Kırık camlar teorisi 1982 yılında James Q. Wilson ve George Kelling tarafından ortaya atılan bir kavramdır. ABD’li bir psikolog olan Philip Zimbardo’nun araştırmasından esinlenerek litetarütere kazandırılan bu kavramın altında suç psikolojisiyle alakalı bir sosyal deney yer almakta. Wilson ve Kelling’e ilham kaynağı olan Zimbardo’nun deneyi 1969 yılında Bronx ve Kaliforniya Palo Alto’da, plakaya sahip olmayan iki aracı belirlenen bölgelere bırakmasıyla başlıyor. Araçlar ilgili konumlara bırakıldıktan bir süre sonra araç bazı gruplar tarafından saldırıya uğruyor ve hasar görüyor. Başka bir grup ise (aile üyelerinden oluşan bir grup) aracın aküsünü çalarak uzaklaşıyor. Tüm bu olaylar çok kısa süre içinde gerçekleşiyor ve bir gün gibi kısa bir sürede artık aracın döşemeleri sökülmüş bazı parçaları çalınmış şekilde virane hale getirilmiş olarak sokakta duruyor. Bu süreci gözlemleyen Zimbardo bilinçli olarak kırıcı bir alet aracılığıyla araca saldırarak araçta göçük ve çeşitli hasarlara yol açtı. Bu süreçler sonunda artık araçlar kullanılamaz hale gelmiş ve Zimbardo’nun aracı parçalamaya çalışmasından sonra diğer insanlarda bu sürece katılmıştı. Araştırma süresince Zimbardo’nun gözlemlediği en önemli bulgulardan biri ise tüm bu saldırgan ve gaspçı süreçte rol insanların çoğu iyi görünümlü ve beyaz yakalılardan oluşan kişilerdi.

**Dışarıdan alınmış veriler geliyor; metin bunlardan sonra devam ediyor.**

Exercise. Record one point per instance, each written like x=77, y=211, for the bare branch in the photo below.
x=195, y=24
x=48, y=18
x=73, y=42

Zimbardo süreç sonunda bu duruma düşmemek için çözümü şöyle özetliyordu; “İlk camın kırılmasına ya da çevreyi kirleten ilk duvar yazısına izin vermemek gerek. Aksi halde kötü gidişatı engelleyemeyiz.”
Kırık camlar teorisi sadece bir suç psikolojisi konusu muydu peki… Elbette hayır. Bu süreç aslında ufak gözüktüğü için geçiştirilen sorunların ne denli büyük yansımaları/çıktıları olabileceğini gösteren bir araştırmaydı. Bu süreç bir marka içinde bir kişi içinde ya da bir devlet içinde aynen bu şekilde işliyordu. Markalar içinde küçük görünen bir çok sorun kırık camlardı. İlk kırılan cam tamir edilip yerine konmadığında, etraftaki saldırganlaşan kitlenin etkisi artarak devam edecekti. Bu durum pek çok zaman müşteriler, çalışanlar ve şirket ortakları arasında bir domino etkisi yaratarak ciddi yıkımlara sebep olmuştu. İçinden geçtiğimiz dönemlerde siyasal ortamda, marka tüketici ilişkilerinde ve iş hayatımızda bu sorunla oldukça meşgul bir dönemdeyken üzerine pek çok vaka incelenebilecekken, düşünce özgürlüğü ve sermaye şimdilik bu kadarına izin veriyor. Kişi/kurum/markaların adının karıştığı tecavüz, yolsuzluk ve tekelleşme gibi konulara x marka/kişilerini ekleyerek konuya daha iyi bir perspektif çizebilirsiniz.